Cuando entré en el cine tenía pensado ver aquella película. Una mezcla de terror y suspense, una de esas superproducciones de Hollywood sin argumento profundo, concebidas para pasar un buen o mal rato, según se mire, comiendo palomitas y abrazando a tu chica.
Me instalé en las últimas butacas libres y esperé a que apagasen las luces. Justo delante de mí, dos jóvenes alababan las virtudes anatómicas de la protagonista. Mencionaban ciertas fotos que circulaban por la red de la actriz desnuda. Después comenzaron a contar de qué iba la película. No hay cosa que más me moleste que un par de estúpidos diseccionen hasta el último fotograma del film que he ido a ver.
—Sí, se la cargan—dijo solemne—. Creo que el monstruo la persigue por un bosque y luego la asfixia.

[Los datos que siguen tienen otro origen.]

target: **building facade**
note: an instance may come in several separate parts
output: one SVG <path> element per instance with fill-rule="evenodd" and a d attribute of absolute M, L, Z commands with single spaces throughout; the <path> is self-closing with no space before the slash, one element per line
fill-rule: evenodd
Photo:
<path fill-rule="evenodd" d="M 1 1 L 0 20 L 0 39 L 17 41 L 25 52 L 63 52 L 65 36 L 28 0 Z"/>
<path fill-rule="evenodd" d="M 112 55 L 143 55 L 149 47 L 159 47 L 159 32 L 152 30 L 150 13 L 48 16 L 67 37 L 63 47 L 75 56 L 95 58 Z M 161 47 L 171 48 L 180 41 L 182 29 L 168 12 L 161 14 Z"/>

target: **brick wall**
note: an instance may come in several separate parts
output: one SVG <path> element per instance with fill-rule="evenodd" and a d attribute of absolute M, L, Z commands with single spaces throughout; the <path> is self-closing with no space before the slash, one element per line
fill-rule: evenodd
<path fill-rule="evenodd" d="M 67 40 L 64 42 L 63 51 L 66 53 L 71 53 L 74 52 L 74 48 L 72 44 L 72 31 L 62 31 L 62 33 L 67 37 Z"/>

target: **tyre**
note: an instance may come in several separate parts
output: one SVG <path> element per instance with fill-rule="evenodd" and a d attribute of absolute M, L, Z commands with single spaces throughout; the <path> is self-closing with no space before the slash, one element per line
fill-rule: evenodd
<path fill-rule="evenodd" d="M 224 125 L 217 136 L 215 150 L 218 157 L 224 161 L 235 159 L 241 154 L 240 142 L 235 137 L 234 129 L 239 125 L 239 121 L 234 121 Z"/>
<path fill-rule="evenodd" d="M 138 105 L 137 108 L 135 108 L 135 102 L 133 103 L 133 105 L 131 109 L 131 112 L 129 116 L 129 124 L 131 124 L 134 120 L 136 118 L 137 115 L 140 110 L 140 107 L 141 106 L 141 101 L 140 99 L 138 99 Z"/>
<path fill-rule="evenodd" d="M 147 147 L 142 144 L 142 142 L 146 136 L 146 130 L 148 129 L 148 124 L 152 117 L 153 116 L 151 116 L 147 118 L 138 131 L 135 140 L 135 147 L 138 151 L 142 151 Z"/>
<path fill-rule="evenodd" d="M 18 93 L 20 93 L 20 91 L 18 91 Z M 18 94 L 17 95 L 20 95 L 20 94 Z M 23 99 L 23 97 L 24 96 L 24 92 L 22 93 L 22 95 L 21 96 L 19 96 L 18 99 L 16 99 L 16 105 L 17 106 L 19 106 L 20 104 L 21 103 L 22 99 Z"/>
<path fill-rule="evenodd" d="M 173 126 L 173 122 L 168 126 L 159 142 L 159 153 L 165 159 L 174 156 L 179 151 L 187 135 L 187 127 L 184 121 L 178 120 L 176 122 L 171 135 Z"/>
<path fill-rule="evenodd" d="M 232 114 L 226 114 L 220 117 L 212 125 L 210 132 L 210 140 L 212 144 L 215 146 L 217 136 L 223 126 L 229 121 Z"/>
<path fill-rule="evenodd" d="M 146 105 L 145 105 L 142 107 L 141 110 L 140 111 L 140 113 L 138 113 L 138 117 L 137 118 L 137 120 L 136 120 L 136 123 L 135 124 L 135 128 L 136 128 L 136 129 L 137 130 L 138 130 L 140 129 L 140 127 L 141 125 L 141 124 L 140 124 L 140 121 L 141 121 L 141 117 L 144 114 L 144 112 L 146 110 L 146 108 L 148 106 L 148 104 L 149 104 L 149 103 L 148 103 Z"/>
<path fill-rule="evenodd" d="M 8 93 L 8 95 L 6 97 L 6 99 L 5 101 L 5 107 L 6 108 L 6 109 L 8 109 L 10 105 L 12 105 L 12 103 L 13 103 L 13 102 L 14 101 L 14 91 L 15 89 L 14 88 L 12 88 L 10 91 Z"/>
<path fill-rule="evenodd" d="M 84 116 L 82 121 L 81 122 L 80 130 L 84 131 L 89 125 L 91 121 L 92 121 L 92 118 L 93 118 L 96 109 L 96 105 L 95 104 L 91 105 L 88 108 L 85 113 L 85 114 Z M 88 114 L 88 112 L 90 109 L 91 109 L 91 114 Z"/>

Tuve ganas de soltar un gancho de izquierda en el semblante del chico. Pero no lo hice. Me apoyé contra el respaldo y deseé que el proyeccionista pusiese a andar la bobina. El cine quedó a oscuras. Aun así la voz del chico continuó resonando en mi cabeza como el eco del viento en una gran arboleda.
Sin pensármelo dos veces, cogí mi jersey y lo coloqué alrededor del cuello del chaval que hablaba sin parar. Durante un instante pensé en que iba a gritar. Y apreté fuerte como no lo había hecho nunca antes en mi vida.
En la sala sólo se escuchaban las voces de los dobladores. Para mi estupefacción su amigo ni siquiera se había dado cuenta de que había silenciado a su compañero para siempre. Salí del cine como una sombra, bajé las escaleras que daban a la calle y pensé en que ahora era yo un homicida. El asesino de los cines Bretón titularían mañana en la portada de los diarios locales y nacionales.